Two of my favorite things combined: the medieval world and drama. From the UK's Times Online:
July 01, 2006
A marvellous quarry of medieval devotion
As York prepares to put on its four-yearly cycle of mystery plays, our correspondnet meets its makers
A VIVID demonstration of medieval religious life surges on to the streets of York this month in the shape of the celebrated mystery plays which are staged at sites around the city every fourth year.
The plays enact the basic doctrine of the Christian Church; as the Archdeacon of York, the Ven Richard Seed, puts it, the plays allow “people to see that incarnation makes godliness available to all and leads us to resurrection and Heaven”.
What then, many people ask, is the mystery?
The word “mystery”, as well as referring to religious rites, was simply another name for the medieval crafts and trades guilds, and it was under the auspices of these guilds that a number of cities, notably Chester, Coventry, Lichfield, Townley and York, developed their play cycles.
The cycle might include as many as 48 pageants, illustrating the Christian history of the world from the Creation to the Last Judgment, and often elements would be presented by the appropriate guild, so for example the shipwrights would present the pageant of the Building of the Ark.
York was holding such performances as early as 1376. Usually they were on the feast of Corpus Christi, which falls on the first Thursday after Trinity between May 23 and June 24. The 12 plays presented this year are based on a manuscript by a single scribe. Thought to have been completed in 1463-77, it is entitled The Register of the Corpus Christ Play.
The Dean of York, the Very Rev Keith Jones, is a patron of both the guild cycle and those of York Minster, which, it is hoped, will be enacted in the nave in 2010. York Minster, the largest Gothic cathedral north of the Alps, has hosted static productions, as have the ruins of St Mary’s Abbey and the stage of York Theatre Royal.
Jones says there is a tradition of telling the Christian story in a public forum, which helps to impart a new understanding of the Christian faith. “The text is a marvellous quarry,” he says, from which each generation presents its interpretation.
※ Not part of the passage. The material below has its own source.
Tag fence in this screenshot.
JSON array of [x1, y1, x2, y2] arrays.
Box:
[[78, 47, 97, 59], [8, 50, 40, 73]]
His tolerance contrasts with views of a predecessor, Dean Hutton, who banned the plays in 1568, declaring: “As I find manie thinges that I muche like because of the antiquite, so I see manie thinges that I cannot allowe, because they be disagreinge from the senceritie of the gospel.”
In the modern era the plays were restarted in 1951 as part of the Festival of Britain, attracting an audience of more than 26,000 that year. Until recently Christ was portrayed by professional actors — and a young Judi Dench played Mary in 1957.
The plays continue to bring together many sections of the community. Apart from the seven guilds, there are three church groups: two Anglican (St Luke’s and one from citycentre congregations) and St Paul’s Church in Heslington, which serves both Anglicans and Methodists. Pocklington School, on the edge of the city, and York Civic Trust provide the 12 storytellers. In total, there are 350 volunteers, of whom more than 100 have speaking roles. The youngest is Joshua King, 11, who plays the young Jesus in the story of Christ and the Doctors for the Guild of Scriveners, whose members today are mainly accountants and lawyers. Formerly, when few could read, scriveners wrote letters and other documents, as well as copying and decorating books.
The language will not be medieval English but will echo it — with “a strong Yorkshire dialect encouraged”, says Roger Lee, chairman of the York Mystery Plays.
The first play opens thus:
I am gracyus and grete god withoutyn begynnyng,
I am maker unmade all mightes es in me,
I am lyfe and way unto welth wynnyng!